Nel 1965, due fisici americani, Arno Penzias e Robert W. Wilson, stavano sperimentando antenne per migliorare le comunicazioni tra stazioni terrestri e satelliti artificiali in orbita, quando scoprirono un rumore di fondo di origine sconosciuta. Era un'emissione costante che proveniva da tutte le parti del cielo e aveva una lunghezza d'onda media di tre millimetri. Un'emissione di questo tipo si trova, nello spettro elettromagnetico, nell'area in cui le onde radio si limitano ai raggi infrarossi e quindi sono visibili solo attraverso le antenne del radiotelescopio.

Dopo un periodo di smarrimento, la verità venne alla luce. Ha avuto le sue radici in due previsioni, fatte rispettivamente dai fisici americani George Gamow nel 1948 e da Robert Dicke nel 1964. Basandosi sull'ipotesi che l'Universo sia stato generato tra 15 e 20 miliardi di anni fa da una grande esplosione di energia o Big Bang e che nel tempo è stata un'espansione della cosiddetta sfera del fuoco primordiale, quel grande evento avrebbe dovuto essere una testimonianza sotto forma di una luce fioca o, piuttosto, di radiazione, che si trova ancora in tutto l'Universo.

In altre parole, sarebbe il principale residuo di incendio a causa del raffreddamento causato dall'espansione.
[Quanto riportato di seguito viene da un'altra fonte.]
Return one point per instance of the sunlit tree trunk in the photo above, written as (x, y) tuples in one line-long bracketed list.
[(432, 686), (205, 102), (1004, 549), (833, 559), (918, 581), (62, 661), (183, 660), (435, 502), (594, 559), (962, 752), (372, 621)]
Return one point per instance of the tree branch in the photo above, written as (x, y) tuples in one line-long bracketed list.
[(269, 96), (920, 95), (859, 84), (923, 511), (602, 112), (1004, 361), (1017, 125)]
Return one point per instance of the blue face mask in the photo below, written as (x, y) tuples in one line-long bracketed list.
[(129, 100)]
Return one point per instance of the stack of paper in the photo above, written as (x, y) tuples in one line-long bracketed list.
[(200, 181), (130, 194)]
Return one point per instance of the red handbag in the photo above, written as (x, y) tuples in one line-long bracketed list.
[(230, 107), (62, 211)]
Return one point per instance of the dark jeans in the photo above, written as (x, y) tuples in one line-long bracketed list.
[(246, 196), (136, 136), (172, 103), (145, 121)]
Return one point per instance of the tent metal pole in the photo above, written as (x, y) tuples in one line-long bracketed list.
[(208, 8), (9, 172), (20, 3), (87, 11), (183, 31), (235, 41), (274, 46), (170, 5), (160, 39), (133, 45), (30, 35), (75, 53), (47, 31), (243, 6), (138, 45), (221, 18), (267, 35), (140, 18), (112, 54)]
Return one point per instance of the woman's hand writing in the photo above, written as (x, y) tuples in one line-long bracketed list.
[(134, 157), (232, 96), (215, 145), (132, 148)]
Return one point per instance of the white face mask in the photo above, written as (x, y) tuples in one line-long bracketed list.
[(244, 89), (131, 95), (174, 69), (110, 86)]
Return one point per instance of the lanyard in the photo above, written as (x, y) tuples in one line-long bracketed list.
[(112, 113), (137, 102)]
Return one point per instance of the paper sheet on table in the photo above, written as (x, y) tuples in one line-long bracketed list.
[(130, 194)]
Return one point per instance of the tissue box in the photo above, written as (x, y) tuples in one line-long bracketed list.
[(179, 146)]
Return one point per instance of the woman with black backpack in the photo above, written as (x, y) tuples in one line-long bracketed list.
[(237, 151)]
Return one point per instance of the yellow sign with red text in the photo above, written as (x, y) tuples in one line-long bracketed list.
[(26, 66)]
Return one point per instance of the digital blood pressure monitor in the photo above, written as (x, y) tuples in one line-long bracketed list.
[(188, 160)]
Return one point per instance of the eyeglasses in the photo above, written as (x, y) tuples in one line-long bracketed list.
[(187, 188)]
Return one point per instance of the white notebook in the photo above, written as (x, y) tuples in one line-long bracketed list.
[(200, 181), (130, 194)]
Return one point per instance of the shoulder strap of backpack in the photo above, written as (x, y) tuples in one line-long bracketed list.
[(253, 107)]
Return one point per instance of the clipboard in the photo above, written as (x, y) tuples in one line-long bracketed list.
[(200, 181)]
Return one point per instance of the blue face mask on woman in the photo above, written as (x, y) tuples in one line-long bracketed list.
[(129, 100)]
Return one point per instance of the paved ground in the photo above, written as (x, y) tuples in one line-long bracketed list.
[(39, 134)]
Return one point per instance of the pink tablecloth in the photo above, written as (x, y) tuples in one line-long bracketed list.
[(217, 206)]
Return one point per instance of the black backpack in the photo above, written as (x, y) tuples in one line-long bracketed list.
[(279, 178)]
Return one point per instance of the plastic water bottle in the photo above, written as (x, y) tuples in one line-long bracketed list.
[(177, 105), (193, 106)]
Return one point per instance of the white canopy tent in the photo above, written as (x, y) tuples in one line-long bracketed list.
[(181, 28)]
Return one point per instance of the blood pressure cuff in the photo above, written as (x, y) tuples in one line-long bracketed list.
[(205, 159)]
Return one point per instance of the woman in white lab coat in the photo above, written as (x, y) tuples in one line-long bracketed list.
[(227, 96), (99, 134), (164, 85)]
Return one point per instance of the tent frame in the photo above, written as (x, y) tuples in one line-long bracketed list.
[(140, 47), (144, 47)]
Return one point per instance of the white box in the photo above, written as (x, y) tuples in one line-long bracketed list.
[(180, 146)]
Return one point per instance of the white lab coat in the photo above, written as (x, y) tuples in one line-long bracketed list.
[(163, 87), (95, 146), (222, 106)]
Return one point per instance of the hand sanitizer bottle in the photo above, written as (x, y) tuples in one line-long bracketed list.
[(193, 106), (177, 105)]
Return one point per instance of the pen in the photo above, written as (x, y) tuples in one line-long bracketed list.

La radiazione di fondo è molto fredda: ha una temperatura di soli 3 gradi Kelvin, corrispondente a -270 gradi Celsius. Queste misure concordano abbastanza bene con le disposizioni della teoria, tanto che oggi si può dire che la scoperta della radiazione di fondo ha contribuito a rafforzare l'ipotesi del Big Bang.

I due fisici che hanno localizzato, sebbene per coincidenza, le radiazioni di fondo hanno vinto il Premio Nobel per la fisica nel 1978.